Policy Start in Reagan Administration
President Reagan first instituted the rule to attack abortion with a policy that was easier to implement than a domestic ban. He announced it during the lead-up to his 1984 re-election and it has been in effect under every Republican president since.
President Clinton repealed the policy, but President George W. Bush reinstated it as his first official act in office on Jan. 22, 2001, the 28th anniversary of the Supreme Court's Roe v. Wade decision that affirmed the legality of abortion in the United States.
The policy has broad opposition from Democratic presidential candidates.
Sens. Hillary Rodham Clinton, Christopher Dodd and Barack Obama co-sponsored the amendment in the Senate to repeal the policy, a vote which Sen. Joseph Biden skipped. In the House, Rep. Dennis Kucinich voted for the amendment that repealed the ban on donated contraceptives. Former Sen. John Edwards and Gov.
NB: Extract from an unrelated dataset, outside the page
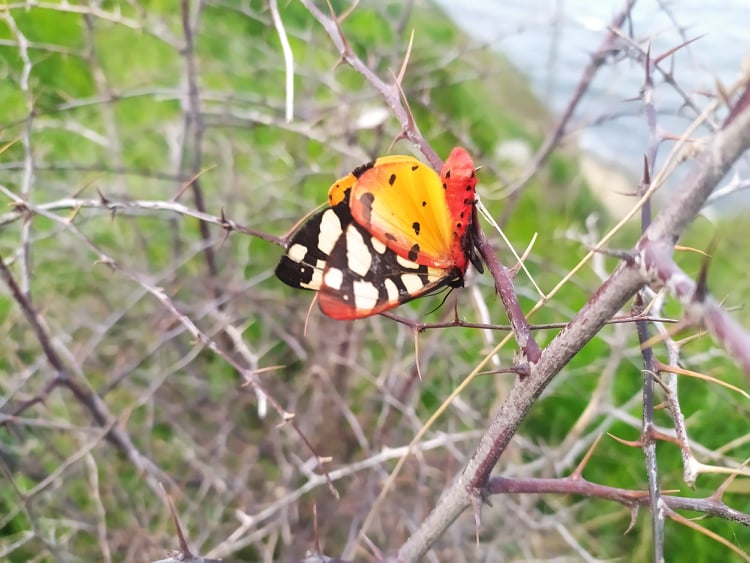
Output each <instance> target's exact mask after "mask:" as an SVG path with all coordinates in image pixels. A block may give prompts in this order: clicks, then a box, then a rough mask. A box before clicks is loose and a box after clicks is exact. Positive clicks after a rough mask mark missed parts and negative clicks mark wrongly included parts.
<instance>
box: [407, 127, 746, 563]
mask: <svg viewBox="0 0 750 563" xmlns="http://www.w3.org/2000/svg"><path fill="white" fill-rule="evenodd" d="M748 147H750V112H745V113H744V114H741V115H740V116H738V117H737V119H736V120H735V121H734V122H733V123H731V124H730V125H729V126H728V127H727V128H726V129H724V130H722V131H719V132H718V133H716V134H715V135H714V136H713V137H712V138H711V139H710V140H708V142H707V143H706V146H705V147H704V149H703V150H702V151H701V152H700V153H699V154H698V156H697V162H696V168H697V169H696V171H695V173H694V174H693V175H691V177H690V179H689V180H688V181H687V182H686V184H685V185H684V186H682V187H681V188H680V189H679V190H677V193H679V196H678V197H677V198H675V199H674V200H673V201H672V202H671V205H670V206H669V207H667V208H665V209H664V211H662V213H661V214H660V215H658V216H657V217H656V219H655V220H654V222H653V224H652V225H651V226H650V227H649V229H648V230H647V231H646V233H645V234H644V235H643V236H642V237H641V239H640V241H639V242H638V244H637V245H636V248H635V251H636V256H637V259H636V260H635V262H634V264H633V265H630V264H628V263H622V264H620V266H619V267H618V268H617V269H616V270H615V272H614V273H613V274H612V275H611V276H610V277H609V279H608V280H607V281H605V282H604V284H603V285H602V286H601V287H600V288H599V289H598V290H597V292H596V293H595V294H594V295H593V296H592V297H591V298H590V299H589V301H588V303H586V305H584V307H583V308H582V309H581V310H580V311H579V312H578V313H577V314H576V315H575V316H574V317H573V319H572V320H571V321H570V323H569V324H568V326H567V327H566V328H565V329H563V330H562V331H561V332H560V333H559V334H558V335H557V336H556V337H555V338H554V339H553V340H552V342H550V344H549V346H547V348H545V349H544V350H543V351H542V356H541V359H540V360H539V362H538V363H537V364H532V365H531V368H532V369H531V373H530V375H529V377H528V378H526V379H524V380H523V381H516V383H515V385H514V386H513V388H512V389H511V391H510V394H509V395H508V397H507V398H506V399H505V401H504V402H503V404H502V405H501V407H500V410H499V411H498V413H497V414H496V415H495V417H494V419H493V420H492V422H491V424H490V426H489V428H488V429H487V431H486V432H485V434H484V435H483V436H482V439H481V440H480V442H479V445H478V446H477V449H476V450H475V452H474V455H473V456H472V458H471V460H470V461H469V463H468V464H467V465H466V467H465V468H464V469H463V471H462V472H461V473H460V474H459V475H458V477H457V478H456V479H455V480H454V482H453V483H452V484H451V486H450V487H449V488H448V490H446V491H445V493H444V494H443V495H442V496H441V499H440V501H439V503H438V504H437V506H435V508H434V509H433V511H432V512H431V513H430V514H429V515H428V516H427V518H426V519H425V520H424V521H423V522H422V524H421V525H420V527H419V528H418V529H417V530H416V531H415V532H414V533H413V534H412V536H411V537H410V538H409V539H408V540H407V541H406V543H405V544H404V545H403V546H402V547H401V549H400V550H399V553H398V555H399V559H400V560H402V561H416V560H418V559H420V558H421V557H422V556H423V555H424V554H425V553H426V552H427V550H428V549H429V548H430V546H431V545H432V544H433V543H434V542H435V541H436V540H437V539H438V538H439V537H440V536H441V535H442V534H443V532H444V531H445V530H446V529H447V527H448V526H449V525H450V524H451V523H452V522H453V521H454V520H455V519H456V518H457V517H458V515H459V514H461V512H463V510H464V509H465V508H466V507H467V506H469V505H470V504H471V501H472V498H474V497H475V495H477V494H479V493H480V492H481V491H482V490H483V488H484V487H485V486H486V484H487V482H488V479H489V475H490V472H491V471H492V469H493V468H494V467H495V465H496V463H497V461H498V459H499V458H500V456H501V455H502V453H503V452H504V451H505V448H506V447H507V446H508V443H509V442H510V440H511V438H512V437H513V436H514V435H515V432H516V430H517V428H518V426H519V424H520V423H521V421H522V420H523V419H524V418H525V416H526V415H527V414H528V412H529V410H530V409H531V406H532V405H533V404H534V402H535V400H536V398H537V397H538V396H539V395H540V394H541V393H542V391H544V388H545V387H546V386H547V385H548V384H549V382H550V381H551V379H552V378H553V377H554V376H555V375H556V374H557V373H558V372H559V371H560V370H561V369H562V368H563V367H564V366H565V365H566V364H567V363H568V362H569V361H570V359H571V358H572V357H573V356H574V355H575V354H576V353H577V352H578V351H579V350H580V349H581V348H582V347H583V346H584V345H585V344H586V343H587V342H588V341H589V340H590V339H591V338H592V337H593V336H594V335H595V334H596V333H597V332H598V331H599V330H600V329H601V327H602V326H604V323H606V321H607V320H608V319H609V318H611V317H612V316H614V315H615V314H616V313H617V311H618V310H619V309H620V308H621V307H622V306H623V305H624V304H625V303H626V302H627V300H628V299H630V298H631V297H632V296H633V295H634V294H635V292H636V291H637V290H638V289H639V288H640V287H641V285H642V284H643V283H644V282H647V281H649V280H650V279H658V276H657V275H656V274H658V273H659V272H660V270H659V269H658V268H656V264H662V265H664V264H666V265H670V266H671V268H672V269H670V270H669V272H668V273H670V272H671V273H675V272H674V266H673V262H672V261H671V253H672V247H673V245H674V242H675V240H677V238H678V236H679V234H680V233H681V232H682V231H683V230H684V229H685V228H686V227H687V226H688V225H689V224H690V222H691V221H692V220H693V219H694V218H695V216H696V215H697V213H698V212H699V211H700V209H701V208H702V206H703V203H704V202H705V200H706V198H707V197H708V196H709V194H710V193H711V190H712V189H713V188H714V187H715V186H716V185H718V183H719V182H720V181H721V179H722V178H723V177H724V175H725V174H726V172H727V171H728V170H729V168H730V167H731V166H732V164H733V163H734V162H735V161H736V160H737V159H738V158H739V157H740V155H741V154H742V153H743V152H744V151H745V150H747V148H748ZM638 264H639V265H641V267H640V268H638V267H636V265H638ZM671 278H672V276H667V279H671ZM673 281H674V280H673ZM688 281H690V282H691V280H689V279H688ZM685 284H686V281H685V280H684V279H681V280H680V285H681V286H684V285H685ZM691 284H692V282H691ZM674 285H675V284H674V283H673V282H672V283H670V288H674ZM683 291H686V290H685V289H684V288H683ZM723 320H724V322H725V323H726V322H728V321H727V319H726V318H724V319H723ZM723 326H727V325H726V324H724V325H723ZM732 327H733V328H734V329H735V330H736V331H737V332H738V333H739V334H738V335H735V338H736V339H738V340H741V341H746V340H747V341H750V339H748V338H747V336H746V335H745V334H744V332H743V331H741V330H740V329H739V326H738V325H737V323H736V322H735V323H734V324H733V325H732ZM726 340H727V339H726V337H725V339H724V341H726ZM733 342H734V341H733ZM734 351H735V349H734V348H732V352H734ZM745 354H746V355H748V356H750V345H748V346H747V347H746V348H745ZM748 360H749V361H750V357H748ZM739 362H740V363H741V364H742V365H743V367H744V366H745V364H744V358H741V359H740V360H739ZM747 367H748V368H750V362H749V363H748V364H747Z"/></svg>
Bill Richardson of New Mexico oppose the policy on their campaign Web sites.
While opponents say it is impossible to calculate the number of women affected by the policy, the Global Gag Rule Impact Project, an online database, documents the effects of the policy in Ethiopia, Ghana, the Dominican Republic, Nepal, Romania, Tanzania, Kenya, Zambia and Zimbabwe.
The project finds that the loss of funding for family planning is reducing the capacities of organizations to carry out other key services for women, such as screenings for cervical and breast cancer, and pre- and post-natal care.
Population Action International's Turnbull says the reduced capacities of these groups is likely to hinder initiatives such as introducing new vaccines which fight the humanpapilloma virus to prevent cervical cancer.
Eighty-five percent of deaths from cervical cancer occur among women in developing nations, according to the National Cervical Cancer Coalition, an advocacy group based in West Hills, Calif.
The project also finds that the policy is undermining the fight against HIV-AIDS at a time when 75 percent of young people infected with HIV in sub-Saharan Africa are female, according to Avert, an international AIDS charity based in the United Kingdom.